Trotz Kritik: Wulff feiert schon einmal Weihnachten

O du fröhliche – Bundespräsident Wulff macht weiter als wäre nichts gewesen. Gratulationen, Weihnachtsfeiern – erstmals aber nimmt er am Rande auch persönlich Stellung.
von  dpa

O du fröhliche – Bundespräsident Wulff macht weiter als wäre nichts gewesen. Gratulationen, Weihnachtsfeiern – erstmals aber nimmt er am Rande auch persönlich Stellung. Die Vorwürfe gegen ihn vergleicht er dabei mit dem Aufwirbeln von Staub.

Wittenberg – Größer könnte der Gegensatz kaum sein: Während in Berlin die Vorwürfe gegen Bundespräsident Christian Wulff wegen seines Privatkredits immer lauter werden, begibt sich das Staatsoberhaupt zum Wochenende in eine scheinbar heile Welt. Routiniert nimmt Wulff an Jubiläumsfeiern und der Aufzeichnung einer Weihnachts-Show teil. Erst auf eine Frage der Nachrichtenagentur dpa sagt er bei einem Empfang dann doch erstmals etwas zu der anhaltenden Kritik: „Man muss selber wissen, was man macht. Das muss man verantworten – das kann ich.“ Und ergänzt: Man müsse unterscheiden, „wo ist etwas real und wo ist etwas mit sehr viel Staub aufwirbeln verbunden.“

In der Wittenberger Schlosskirche wird am Samstagabend kein Staub aufgewirbelt. Der immense Druck, der auf dem 52-Jährigen lastet, ist ihm nicht anzusehen. Wie üblich bei der traditionellen Sendung des ZDF liest der Bundespräsident aus der Weihnachtsgeschichte der Bibel vor. „Fürchtet Euch nicht“, sagt Wulff in der Stadt, wo vor rund 500 Jahren Martin Luther moralische Werte neu definierte. Luthers 95 Thesen gegen den Ablasshandel an der großen Kirchentür gaben einst den mächtigen Anstoß zu einer moralischen Kehrtwende. So mächtig, dass er heute noch Religion, Politik, Wirtschaft und Gesellschaft prägt. Und so bedeutsam, dass sich das historische Gemäuer heute bestens als Fernsehkulisse eignet.

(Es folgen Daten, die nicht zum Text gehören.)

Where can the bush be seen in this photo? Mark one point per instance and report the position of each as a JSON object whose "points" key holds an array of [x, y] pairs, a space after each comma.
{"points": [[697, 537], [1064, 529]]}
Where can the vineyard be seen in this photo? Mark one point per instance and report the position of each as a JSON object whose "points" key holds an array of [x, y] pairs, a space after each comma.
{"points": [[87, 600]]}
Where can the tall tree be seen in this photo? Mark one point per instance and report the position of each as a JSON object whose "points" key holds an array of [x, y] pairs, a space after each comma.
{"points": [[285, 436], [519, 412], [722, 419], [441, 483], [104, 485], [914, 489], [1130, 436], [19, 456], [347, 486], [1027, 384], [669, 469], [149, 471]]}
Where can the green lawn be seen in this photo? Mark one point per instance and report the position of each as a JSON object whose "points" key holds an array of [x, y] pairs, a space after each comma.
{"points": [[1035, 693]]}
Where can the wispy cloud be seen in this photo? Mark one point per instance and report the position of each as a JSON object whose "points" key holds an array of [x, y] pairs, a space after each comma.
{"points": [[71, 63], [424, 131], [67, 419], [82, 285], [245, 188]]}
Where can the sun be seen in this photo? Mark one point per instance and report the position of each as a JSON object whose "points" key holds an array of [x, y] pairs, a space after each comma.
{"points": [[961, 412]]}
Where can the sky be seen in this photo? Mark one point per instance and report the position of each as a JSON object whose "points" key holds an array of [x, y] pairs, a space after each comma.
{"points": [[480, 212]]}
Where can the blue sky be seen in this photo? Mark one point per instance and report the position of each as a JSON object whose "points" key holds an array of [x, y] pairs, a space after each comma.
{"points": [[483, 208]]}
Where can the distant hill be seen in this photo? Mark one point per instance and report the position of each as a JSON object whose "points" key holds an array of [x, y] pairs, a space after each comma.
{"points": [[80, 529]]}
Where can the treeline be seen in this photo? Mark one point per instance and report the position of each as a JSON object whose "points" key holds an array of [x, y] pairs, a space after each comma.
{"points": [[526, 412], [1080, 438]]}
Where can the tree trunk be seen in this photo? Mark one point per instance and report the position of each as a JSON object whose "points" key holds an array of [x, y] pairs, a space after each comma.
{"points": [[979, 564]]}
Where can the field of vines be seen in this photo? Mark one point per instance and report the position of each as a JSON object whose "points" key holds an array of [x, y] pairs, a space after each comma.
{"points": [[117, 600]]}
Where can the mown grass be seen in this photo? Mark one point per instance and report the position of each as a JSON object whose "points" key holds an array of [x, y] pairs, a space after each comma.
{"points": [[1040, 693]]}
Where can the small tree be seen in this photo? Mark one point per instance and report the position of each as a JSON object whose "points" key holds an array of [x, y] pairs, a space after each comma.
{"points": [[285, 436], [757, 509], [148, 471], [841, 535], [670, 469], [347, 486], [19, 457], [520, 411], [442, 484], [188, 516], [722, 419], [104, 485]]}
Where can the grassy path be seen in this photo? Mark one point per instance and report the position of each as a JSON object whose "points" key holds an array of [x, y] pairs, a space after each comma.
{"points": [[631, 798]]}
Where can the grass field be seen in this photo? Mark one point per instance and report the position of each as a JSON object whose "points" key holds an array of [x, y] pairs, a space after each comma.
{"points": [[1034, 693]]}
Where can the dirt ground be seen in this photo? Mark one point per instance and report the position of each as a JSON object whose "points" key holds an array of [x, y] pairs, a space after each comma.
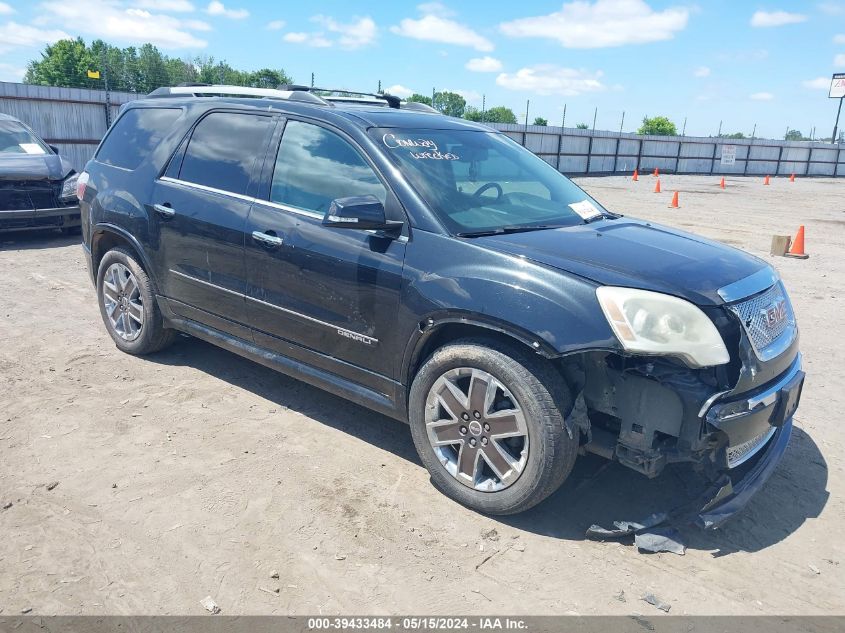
{"points": [[195, 472]]}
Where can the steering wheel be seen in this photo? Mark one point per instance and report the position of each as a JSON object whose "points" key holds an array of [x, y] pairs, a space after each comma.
{"points": [[489, 185]]}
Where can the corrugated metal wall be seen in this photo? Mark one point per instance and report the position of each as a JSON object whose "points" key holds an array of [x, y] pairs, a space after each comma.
{"points": [[74, 120]]}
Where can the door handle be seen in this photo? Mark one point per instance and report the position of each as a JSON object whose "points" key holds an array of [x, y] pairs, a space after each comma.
{"points": [[268, 239], [164, 211]]}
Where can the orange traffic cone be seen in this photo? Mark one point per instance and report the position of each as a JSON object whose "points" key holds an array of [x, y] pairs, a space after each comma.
{"points": [[797, 249], [674, 204]]}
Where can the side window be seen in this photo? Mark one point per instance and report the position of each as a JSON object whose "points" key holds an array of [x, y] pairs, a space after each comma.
{"points": [[223, 149], [135, 135], [314, 166]]}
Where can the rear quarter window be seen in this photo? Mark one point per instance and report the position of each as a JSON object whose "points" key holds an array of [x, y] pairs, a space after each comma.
{"points": [[135, 135]]}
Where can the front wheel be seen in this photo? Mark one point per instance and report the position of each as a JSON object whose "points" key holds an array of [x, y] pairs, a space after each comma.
{"points": [[487, 422]]}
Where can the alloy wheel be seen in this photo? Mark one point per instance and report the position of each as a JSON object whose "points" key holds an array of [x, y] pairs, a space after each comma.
{"points": [[122, 302], [477, 429]]}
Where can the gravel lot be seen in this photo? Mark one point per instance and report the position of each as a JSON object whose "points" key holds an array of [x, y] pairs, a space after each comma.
{"points": [[195, 472]]}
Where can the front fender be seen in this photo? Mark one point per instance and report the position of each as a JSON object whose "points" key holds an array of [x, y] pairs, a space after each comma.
{"points": [[451, 280]]}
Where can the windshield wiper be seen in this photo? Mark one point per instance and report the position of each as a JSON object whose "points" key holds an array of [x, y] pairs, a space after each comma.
{"points": [[503, 230]]}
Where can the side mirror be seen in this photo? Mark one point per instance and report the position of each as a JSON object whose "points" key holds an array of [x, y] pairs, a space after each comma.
{"points": [[358, 212]]}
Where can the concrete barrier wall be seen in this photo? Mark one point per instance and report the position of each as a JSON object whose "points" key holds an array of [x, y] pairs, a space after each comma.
{"points": [[580, 152]]}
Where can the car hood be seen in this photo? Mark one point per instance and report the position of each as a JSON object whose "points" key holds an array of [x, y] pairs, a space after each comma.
{"points": [[33, 167], [636, 254]]}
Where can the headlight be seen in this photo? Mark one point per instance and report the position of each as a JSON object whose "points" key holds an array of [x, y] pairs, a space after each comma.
{"points": [[654, 323], [69, 187]]}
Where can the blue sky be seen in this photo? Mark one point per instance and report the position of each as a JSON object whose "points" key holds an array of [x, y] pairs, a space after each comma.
{"points": [[743, 62]]}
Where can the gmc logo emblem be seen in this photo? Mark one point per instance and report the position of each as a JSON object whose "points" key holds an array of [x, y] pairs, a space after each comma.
{"points": [[775, 313]]}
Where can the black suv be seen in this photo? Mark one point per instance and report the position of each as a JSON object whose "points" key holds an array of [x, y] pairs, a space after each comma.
{"points": [[435, 271], [37, 186]]}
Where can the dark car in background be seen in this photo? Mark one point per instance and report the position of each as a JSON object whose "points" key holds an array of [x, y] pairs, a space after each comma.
{"points": [[433, 270], [37, 185]]}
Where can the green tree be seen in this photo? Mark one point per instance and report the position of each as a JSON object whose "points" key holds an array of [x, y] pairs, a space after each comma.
{"points": [[418, 98], [449, 103], [67, 62], [499, 114], [658, 126]]}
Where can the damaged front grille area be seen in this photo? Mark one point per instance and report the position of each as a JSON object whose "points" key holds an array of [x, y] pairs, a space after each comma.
{"points": [[28, 196], [742, 452], [768, 321]]}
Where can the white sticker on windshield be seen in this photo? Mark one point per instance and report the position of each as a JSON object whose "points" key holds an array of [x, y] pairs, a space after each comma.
{"points": [[586, 209], [31, 148]]}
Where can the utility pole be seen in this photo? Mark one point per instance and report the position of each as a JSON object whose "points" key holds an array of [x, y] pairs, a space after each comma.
{"points": [[836, 125], [106, 86]]}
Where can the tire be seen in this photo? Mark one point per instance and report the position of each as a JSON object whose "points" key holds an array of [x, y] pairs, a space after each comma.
{"points": [[128, 306], [522, 383]]}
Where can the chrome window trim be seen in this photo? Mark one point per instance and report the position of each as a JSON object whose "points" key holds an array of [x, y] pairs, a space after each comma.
{"points": [[751, 285], [369, 340], [194, 185]]}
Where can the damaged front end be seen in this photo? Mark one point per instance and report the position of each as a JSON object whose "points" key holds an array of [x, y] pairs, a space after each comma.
{"points": [[732, 421]]}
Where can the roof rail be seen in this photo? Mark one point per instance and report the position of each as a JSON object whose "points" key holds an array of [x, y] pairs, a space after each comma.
{"points": [[392, 101], [209, 90]]}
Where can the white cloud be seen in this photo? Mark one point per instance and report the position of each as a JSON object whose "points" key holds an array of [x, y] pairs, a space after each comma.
{"points": [[360, 32], [215, 7], [314, 40], [548, 79], [776, 18], [399, 90], [819, 83], [601, 24], [175, 6], [356, 34], [14, 35], [116, 23], [435, 26], [484, 64], [9, 72], [832, 8]]}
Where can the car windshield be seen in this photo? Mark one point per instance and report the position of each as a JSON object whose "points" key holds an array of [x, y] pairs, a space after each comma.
{"points": [[482, 183], [17, 139]]}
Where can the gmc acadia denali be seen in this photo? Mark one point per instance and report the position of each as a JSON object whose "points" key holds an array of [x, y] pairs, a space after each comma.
{"points": [[433, 270]]}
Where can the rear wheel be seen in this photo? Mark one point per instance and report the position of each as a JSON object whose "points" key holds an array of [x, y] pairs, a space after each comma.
{"points": [[128, 306], [487, 422]]}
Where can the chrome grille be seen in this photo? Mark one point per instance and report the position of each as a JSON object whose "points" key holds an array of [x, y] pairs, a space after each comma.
{"points": [[743, 452], [753, 314]]}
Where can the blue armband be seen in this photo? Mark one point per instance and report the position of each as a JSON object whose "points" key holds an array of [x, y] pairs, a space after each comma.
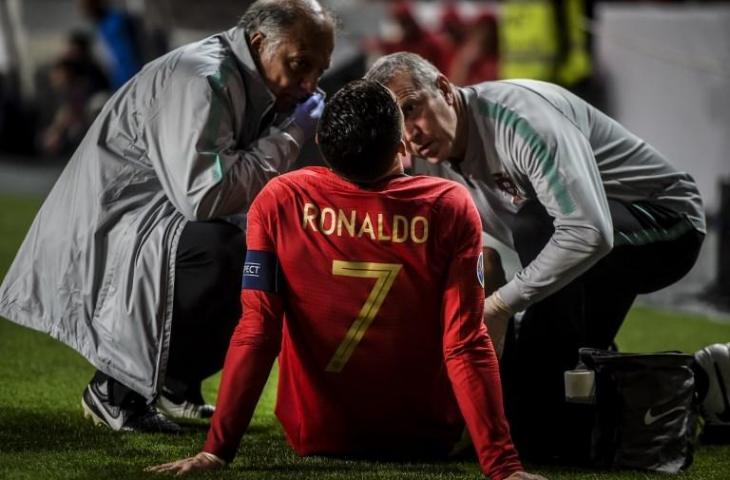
{"points": [[261, 272]]}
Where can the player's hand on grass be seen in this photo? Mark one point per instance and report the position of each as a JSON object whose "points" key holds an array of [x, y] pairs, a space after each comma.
{"points": [[496, 317], [201, 461], [525, 476]]}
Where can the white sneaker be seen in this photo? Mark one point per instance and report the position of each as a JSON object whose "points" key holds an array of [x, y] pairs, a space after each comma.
{"points": [[183, 409]]}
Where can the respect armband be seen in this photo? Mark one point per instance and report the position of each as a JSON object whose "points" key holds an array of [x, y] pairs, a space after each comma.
{"points": [[261, 272]]}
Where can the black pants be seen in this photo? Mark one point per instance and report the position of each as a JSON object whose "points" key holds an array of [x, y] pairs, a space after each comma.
{"points": [[206, 308], [653, 248]]}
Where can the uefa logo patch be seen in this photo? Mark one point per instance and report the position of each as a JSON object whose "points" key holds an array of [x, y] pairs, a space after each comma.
{"points": [[480, 269]]}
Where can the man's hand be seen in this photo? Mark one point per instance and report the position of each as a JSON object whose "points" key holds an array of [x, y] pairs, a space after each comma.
{"points": [[525, 476], [496, 318], [201, 461], [307, 114]]}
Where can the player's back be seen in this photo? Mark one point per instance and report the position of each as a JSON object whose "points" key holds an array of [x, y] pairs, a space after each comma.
{"points": [[361, 365]]}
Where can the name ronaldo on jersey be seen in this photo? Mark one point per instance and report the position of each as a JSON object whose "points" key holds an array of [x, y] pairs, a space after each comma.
{"points": [[353, 223]]}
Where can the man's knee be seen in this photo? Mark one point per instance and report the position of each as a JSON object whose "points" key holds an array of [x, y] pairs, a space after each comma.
{"points": [[494, 276], [531, 231]]}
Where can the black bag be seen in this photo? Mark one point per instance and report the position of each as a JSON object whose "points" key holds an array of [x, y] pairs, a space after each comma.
{"points": [[646, 411]]}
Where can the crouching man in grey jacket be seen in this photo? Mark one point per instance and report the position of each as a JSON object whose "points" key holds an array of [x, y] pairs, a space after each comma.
{"points": [[130, 260], [595, 214]]}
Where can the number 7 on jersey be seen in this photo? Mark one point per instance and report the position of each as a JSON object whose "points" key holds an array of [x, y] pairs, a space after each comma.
{"points": [[385, 274]]}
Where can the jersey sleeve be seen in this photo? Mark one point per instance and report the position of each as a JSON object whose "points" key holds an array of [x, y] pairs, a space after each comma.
{"points": [[470, 358], [253, 348], [557, 160]]}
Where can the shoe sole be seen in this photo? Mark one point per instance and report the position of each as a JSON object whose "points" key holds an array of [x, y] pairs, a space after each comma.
{"points": [[96, 419], [88, 413]]}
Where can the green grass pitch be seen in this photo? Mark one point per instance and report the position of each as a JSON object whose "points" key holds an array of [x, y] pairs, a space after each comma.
{"points": [[44, 436]]}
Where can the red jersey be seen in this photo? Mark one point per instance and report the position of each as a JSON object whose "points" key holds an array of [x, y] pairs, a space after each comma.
{"points": [[378, 323]]}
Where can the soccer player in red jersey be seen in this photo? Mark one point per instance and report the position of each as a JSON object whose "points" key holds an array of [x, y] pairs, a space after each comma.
{"points": [[367, 284]]}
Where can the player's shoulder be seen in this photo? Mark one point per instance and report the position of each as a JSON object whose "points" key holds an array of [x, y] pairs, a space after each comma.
{"points": [[440, 191]]}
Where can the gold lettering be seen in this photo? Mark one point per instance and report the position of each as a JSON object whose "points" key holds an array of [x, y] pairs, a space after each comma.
{"points": [[333, 221], [381, 235], [342, 220], [367, 227], [307, 218], [424, 234], [400, 235]]}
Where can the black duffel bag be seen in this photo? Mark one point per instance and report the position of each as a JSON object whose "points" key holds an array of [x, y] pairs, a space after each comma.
{"points": [[646, 410]]}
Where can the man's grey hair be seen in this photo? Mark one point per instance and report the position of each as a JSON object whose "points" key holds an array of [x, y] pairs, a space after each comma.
{"points": [[422, 73], [275, 18]]}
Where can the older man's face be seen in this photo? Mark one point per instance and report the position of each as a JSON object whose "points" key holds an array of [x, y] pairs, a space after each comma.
{"points": [[292, 65], [430, 119]]}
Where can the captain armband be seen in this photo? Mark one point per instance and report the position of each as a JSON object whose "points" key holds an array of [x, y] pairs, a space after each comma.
{"points": [[261, 271]]}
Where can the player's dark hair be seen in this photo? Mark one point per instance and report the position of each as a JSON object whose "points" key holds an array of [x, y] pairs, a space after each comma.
{"points": [[360, 130]]}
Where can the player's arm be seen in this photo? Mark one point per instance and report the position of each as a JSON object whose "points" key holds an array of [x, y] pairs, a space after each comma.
{"points": [[253, 348], [559, 163], [468, 353]]}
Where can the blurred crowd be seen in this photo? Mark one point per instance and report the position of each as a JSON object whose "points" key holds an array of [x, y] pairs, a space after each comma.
{"points": [[465, 49], [469, 41]]}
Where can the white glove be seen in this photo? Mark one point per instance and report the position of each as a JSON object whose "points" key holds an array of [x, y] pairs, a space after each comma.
{"points": [[496, 318], [307, 114]]}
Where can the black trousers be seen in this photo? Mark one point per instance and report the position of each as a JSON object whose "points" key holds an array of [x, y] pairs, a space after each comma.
{"points": [[653, 248], [206, 309]]}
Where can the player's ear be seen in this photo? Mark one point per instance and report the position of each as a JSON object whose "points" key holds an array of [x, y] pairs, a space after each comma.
{"points": [[444, 86]]}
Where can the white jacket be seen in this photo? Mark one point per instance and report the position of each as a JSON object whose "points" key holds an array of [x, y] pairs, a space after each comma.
{"points": [[181, 141]]}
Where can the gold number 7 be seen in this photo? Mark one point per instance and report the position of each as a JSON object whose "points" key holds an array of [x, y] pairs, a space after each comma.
{"points": [[385, 273]]}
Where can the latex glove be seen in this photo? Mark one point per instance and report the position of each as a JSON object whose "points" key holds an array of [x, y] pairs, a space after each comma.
{"points": [[307, 114], [525, 476], [201, 461], [496, 318]]}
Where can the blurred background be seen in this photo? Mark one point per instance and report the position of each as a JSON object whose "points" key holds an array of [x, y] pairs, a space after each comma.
{"points": [[660, 68]]}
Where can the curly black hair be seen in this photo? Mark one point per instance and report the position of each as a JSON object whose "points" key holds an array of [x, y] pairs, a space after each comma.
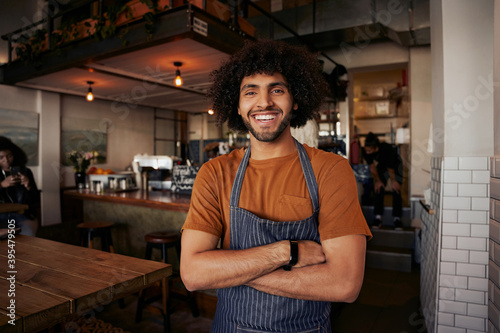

Der Abend in der Schlosskirche ist ganz friedlich. Reich geschmückte Tannenbäume, glitzernde Lichter und mit reiner Stimme singende Kinderchöre prägen den Abend in Wittenberg. Moderatorin Carmen Nebel führt souverän durch das Programm. Über den Köpfen der rund 300 geladenen Gästen und Mitwirkenden schwebt die Fernsehkamera - mit sanften Bewegungen, wie ein Engel. Zum Auftakt singen alle mit: „O du fröhliche“. Der Bundespräsident sitzt mit seiner Gattin Bettina (38) in der ersten Reihe. Als wenn es die Vorwürfe nie gegeben hätte. Am 24. Dezember soll die Sendung im ZDF ausgestrahlt werden.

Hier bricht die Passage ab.